O anúncio foi feito pela Administração do Ciberespaço da China (ACC). Na sexta-feira passada (2), a entidade revelou que estava conduzindo uma revisão da segurança cibernética da Didi Chuxing, exigindo que ela parasse de registrar novos usuários. O órgão regulador também obrigou que a Didi siga os requisitos legais e retifique os problemas existentes para proteger a segurança das informações pessoais dos usuários.

Na rede social chinesa Weibo, a startup respondeu à decisão da ACC, dizendo que trabalharia para corrigir os problemas identificados pelo regulador. Afirmou ainda que os usuários que já fizeram o download do aplicativo, incluindo passageiros e motoristas, poderão utilizá-lo normalmente durante esse processo.

“A Didi implementa resolutamente os requisitos dos departamentos estaduais relevantes e suspendeu o registro de novos usuários em 3 de julho, e o aplicativo Didi Travel será removido das prateleiras para retificação em estrita conformidade com os requisitos dos departamentos relevantes”, disse a empresa.

Em um comunicado enviado ao Wall Street Journal, a Didi declarou que cooperaria totalmente com a revisão da segurança cibernética do governo e realizaria uma “análise abrangente dos riscos de segurança cibernética”. Ela se comprometeu a melhorar continuamente seus sistemas de segurança e capacidades tecnológicas.
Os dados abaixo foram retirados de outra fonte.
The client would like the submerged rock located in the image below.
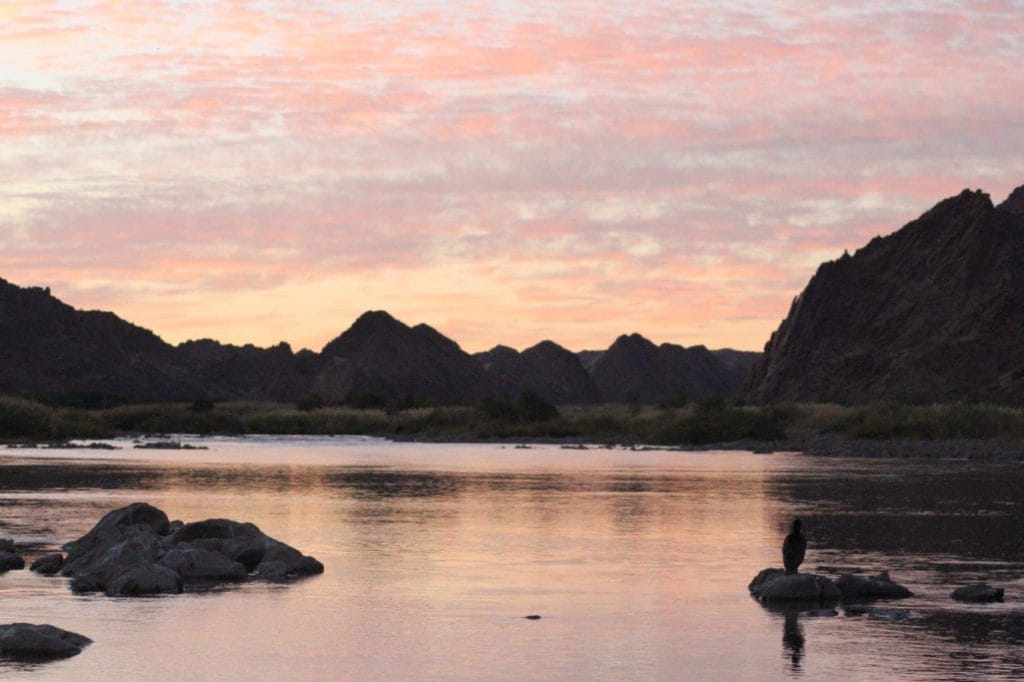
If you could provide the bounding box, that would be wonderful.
[0,623,92,660]
[748,568,843,604]
[836,570,913,600]
[29,552,63,576]
[50,503,324,596]
[949,583,1002,604]
[843,604,921,621]
[0,550,25,573]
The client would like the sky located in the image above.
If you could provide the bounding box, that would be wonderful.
[0,0,1024,351]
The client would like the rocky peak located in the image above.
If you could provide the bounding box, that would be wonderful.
[748,183,1024,402]
[996,184,1024,215]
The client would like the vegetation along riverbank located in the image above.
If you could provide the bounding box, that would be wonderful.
[0,394,1024,460]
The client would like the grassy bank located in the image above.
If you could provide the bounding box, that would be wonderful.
[6,398,1024,447]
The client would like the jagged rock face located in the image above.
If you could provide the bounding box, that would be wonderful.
[590,334,745,403]
[314,311,497,403]
[0,280,752,407]
[746,187,1024,402]
[474,341,600,404]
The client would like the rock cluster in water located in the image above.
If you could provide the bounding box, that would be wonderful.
[949,583,1002,604]
[0,623,92,660]
[32,503,324,597]
[748,568,913,604]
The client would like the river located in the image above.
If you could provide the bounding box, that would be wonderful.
[0,437,1024,680]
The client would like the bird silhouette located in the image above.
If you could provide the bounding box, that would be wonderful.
[782,518,807,573]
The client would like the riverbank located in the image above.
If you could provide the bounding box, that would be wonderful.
[0,398,1024,461]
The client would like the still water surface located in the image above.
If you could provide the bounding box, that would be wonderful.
[0,437,1024,680]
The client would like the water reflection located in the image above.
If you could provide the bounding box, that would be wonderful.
[782,609,804,673]
[0,441,1024,680]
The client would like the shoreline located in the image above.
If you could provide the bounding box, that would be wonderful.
[8,432,1024,463]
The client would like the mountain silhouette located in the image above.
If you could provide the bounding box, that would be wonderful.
[745,187,1024,402]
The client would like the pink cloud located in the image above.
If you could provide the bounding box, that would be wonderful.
[0,0,1024,348]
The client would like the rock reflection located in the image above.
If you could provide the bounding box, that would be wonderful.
[327,469,465,500]
[782,609,804,673]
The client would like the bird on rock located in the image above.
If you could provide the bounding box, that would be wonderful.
[782,518,807,573]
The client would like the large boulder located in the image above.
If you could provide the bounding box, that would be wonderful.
[60,526,168,592]
[0,623,92,660]
[160,547,249,583]
[103,563,182,597]
[949,583,1002,604]
[836,570,913,601]
[63,502,170,561]
[0,550,25,573]
[49,503,324,596]
[748,568,843,604]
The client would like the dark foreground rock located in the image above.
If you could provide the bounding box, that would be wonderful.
[0,623,92,660]
[748,568,843,604]
[29,552,63,576]
[836,570,913,601]
[54,503,324,597]
[949,583,1002,604]
[0,550,25,573]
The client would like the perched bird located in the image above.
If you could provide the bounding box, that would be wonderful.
[782,518,807,573]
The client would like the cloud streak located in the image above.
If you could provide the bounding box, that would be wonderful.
[0,0,1024,349]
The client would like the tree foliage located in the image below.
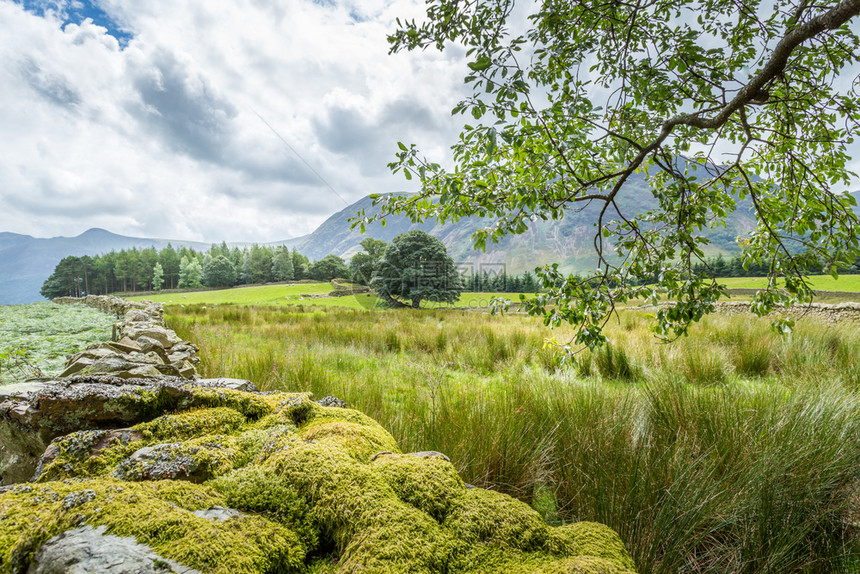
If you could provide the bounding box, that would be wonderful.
[272,245,295,281]
[179,256,203,289]
[308,255,349,281]
[370,229,463,309]
[203,254,236,287]
[349,237,388,285]
[372,0,860,352]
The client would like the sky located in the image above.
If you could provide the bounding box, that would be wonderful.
[0,0,465,242]
[0,0,860,243]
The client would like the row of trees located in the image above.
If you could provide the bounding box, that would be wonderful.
[693,255,860,277]
[41,231,537,305]
[41,243,349,299]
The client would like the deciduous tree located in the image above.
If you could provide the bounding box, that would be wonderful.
[370,229,463,309]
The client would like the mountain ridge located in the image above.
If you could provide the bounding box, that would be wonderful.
[0,186,860,305]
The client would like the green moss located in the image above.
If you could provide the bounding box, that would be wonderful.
[0,479,305,574]
[5,389,633,574]
[208,467,319,550]
[114,436,237,482]
[190,388,274,420]
[265,444,452,573]
[444,488,549,552]
[371,454,466,521]
[37,431,144,482]
[134,407,245,442]
[300,421,399,462]
[549,522,636,570]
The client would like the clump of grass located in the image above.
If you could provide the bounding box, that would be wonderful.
[593,344,641,381]
[168,307,860,574]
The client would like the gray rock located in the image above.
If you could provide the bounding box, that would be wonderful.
[110,337,143,353]
[60,357,95,379]
[114,443,233,483]
[194,378,260,393]
[123,326,182,349]
[0,373,249,485]
[27,526,200,574]
[192,506,242,522]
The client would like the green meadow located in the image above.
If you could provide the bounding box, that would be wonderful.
[167,302,860,574]
[0,301,116,384]
[129,283,532,309]
[719,275,860,293]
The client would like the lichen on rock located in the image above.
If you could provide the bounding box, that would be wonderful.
[0,387,634,574]
[0,299,635,574]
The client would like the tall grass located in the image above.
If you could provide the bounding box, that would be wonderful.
[168,307,860,574]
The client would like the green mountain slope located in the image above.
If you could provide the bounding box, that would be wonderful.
[295,172,755,273]
[0,228,209,305]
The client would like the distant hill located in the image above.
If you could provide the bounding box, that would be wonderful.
[293,171,755,274]
[0,228,209,305]
[0,180,860,305]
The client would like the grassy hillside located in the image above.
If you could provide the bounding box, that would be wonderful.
[129,283,536,309]
[0,302,115,384]
[720,275,860,293]
[167,306,860,574]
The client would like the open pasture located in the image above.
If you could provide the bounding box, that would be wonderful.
[167,301,860,574]
[0,302,115,384]
[128,283,532,309]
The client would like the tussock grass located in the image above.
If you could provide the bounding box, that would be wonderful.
[168,307,860,574]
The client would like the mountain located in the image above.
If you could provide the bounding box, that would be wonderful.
[0,182,860,305]
[0,228,209,305]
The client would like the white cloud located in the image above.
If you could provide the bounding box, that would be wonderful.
[0,0,470,241]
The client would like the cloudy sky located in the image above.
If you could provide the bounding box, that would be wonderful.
[0,0,464,242]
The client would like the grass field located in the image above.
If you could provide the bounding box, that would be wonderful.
[719,275,860,293]
[167,300,860,574]
[0,302,115,384]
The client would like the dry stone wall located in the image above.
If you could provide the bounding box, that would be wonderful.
[54,295,200,379]
[635,301,860,325]
[0,297,635,574]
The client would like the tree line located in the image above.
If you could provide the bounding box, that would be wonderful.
[41,243,342,299]
[693,254,860,277]
[41,238,537,299]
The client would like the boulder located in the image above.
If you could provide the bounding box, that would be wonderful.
[0,384,634,574]
[0,380,255,485]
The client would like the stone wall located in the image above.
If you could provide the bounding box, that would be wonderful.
[716,301,860,323]
[54,295,200,379]
[636,301,860,324]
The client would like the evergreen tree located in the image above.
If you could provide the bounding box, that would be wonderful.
[179,255,203,289]
[308,255,349,281]
[203,253,236,287]
[158,243,180,289]
[272,245,295,281]
[152,262,164,291]
[349,237,388,285]
[291,247,310,280]
[370,230,463,309]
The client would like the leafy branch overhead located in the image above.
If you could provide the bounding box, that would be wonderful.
[357,0,860,346]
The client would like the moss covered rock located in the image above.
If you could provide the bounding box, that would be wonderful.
[0,387,634,574]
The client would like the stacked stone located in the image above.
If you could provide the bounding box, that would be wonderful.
[639,301,860,324]
[54,295,200,379]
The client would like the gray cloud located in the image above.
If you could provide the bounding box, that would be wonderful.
[0,0,461,242]
[314,98,440,175]
[129,50,236,162]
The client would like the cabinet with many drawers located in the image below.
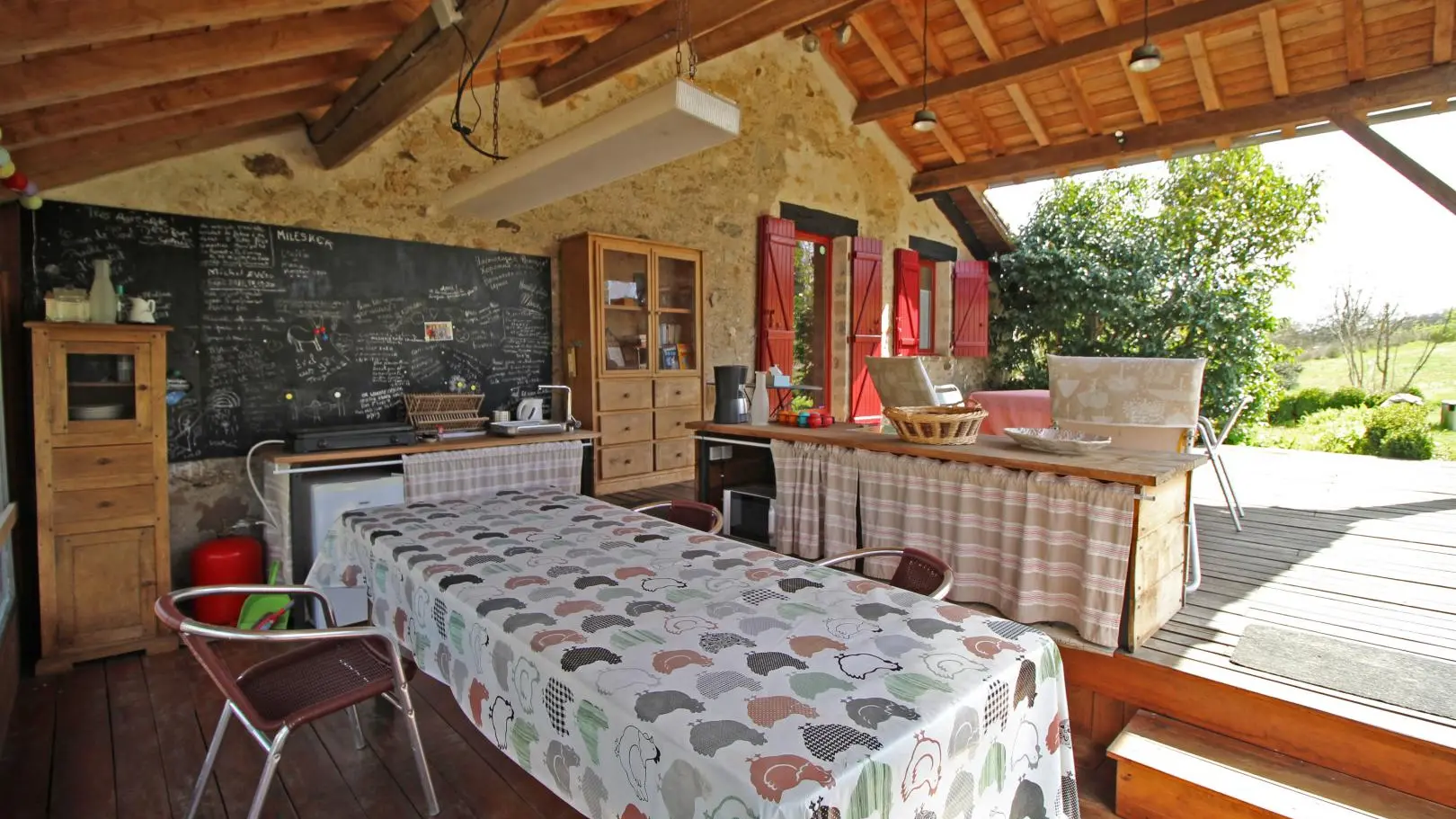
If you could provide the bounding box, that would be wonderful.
[26,322,176,673]
[561,233,703,494]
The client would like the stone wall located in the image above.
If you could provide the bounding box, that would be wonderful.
[54,37,990,582]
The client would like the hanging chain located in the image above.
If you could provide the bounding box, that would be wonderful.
[491,48,501,162]
[674,0,697,80]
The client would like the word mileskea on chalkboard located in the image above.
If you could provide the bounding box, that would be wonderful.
[23,201,552,460]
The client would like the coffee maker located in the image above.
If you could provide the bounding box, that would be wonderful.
[714,364,749,424]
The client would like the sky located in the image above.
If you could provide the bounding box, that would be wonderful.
[987,111,1456,324]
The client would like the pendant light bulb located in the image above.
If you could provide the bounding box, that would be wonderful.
[910,108,941,134]
[910,0,941,134]
[1127,42,1163,75]
[1127,0,1163,75]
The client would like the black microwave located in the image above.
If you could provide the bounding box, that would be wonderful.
[724,488,773,547]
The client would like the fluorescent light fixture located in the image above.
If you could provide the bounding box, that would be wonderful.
[444,79,740,218]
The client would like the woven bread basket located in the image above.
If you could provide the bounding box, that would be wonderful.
[885,399,989,446]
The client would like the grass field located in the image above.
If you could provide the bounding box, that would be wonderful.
[1270,343,1456,460]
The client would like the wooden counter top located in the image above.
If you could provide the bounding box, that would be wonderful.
[688,421,1207,486]
[258,430,601,463]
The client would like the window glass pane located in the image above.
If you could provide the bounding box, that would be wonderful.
[920,284,935,350]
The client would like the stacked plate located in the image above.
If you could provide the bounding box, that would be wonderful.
[1002,427,1113,455]
[70,404,127,421]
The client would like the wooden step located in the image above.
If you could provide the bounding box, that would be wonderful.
[1108,711,1456,819]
Assine a newsletter do Gizmodo

A Administração do Ciberespaço da China confirmou que sua revisão do aplicativo Didi visa prevenir riscos relacionados à segurança nacional de dados. No entanto, a China pode ter outros motivos para reprimir a ferramenta. A Bloomberg relata que o país tem trabalhado para comandar e monitorar as maiores corporações baseadas em tecnologia e internet. Isso envolve o foco na propriedade e no manuseio das informações que empresas online, como a Alibaba e a Tencent, que coletam de centenas de milhões de usuários diariamente.

O bloqueio ao app Didi ocorre dias depois da empresa abrir capital em US$ 4,4 bilhões, a maior oferta pública inicial de ações de uma empresa chinesa desde que o Alibaba abriu  com US$ 25 bilhões em 2014.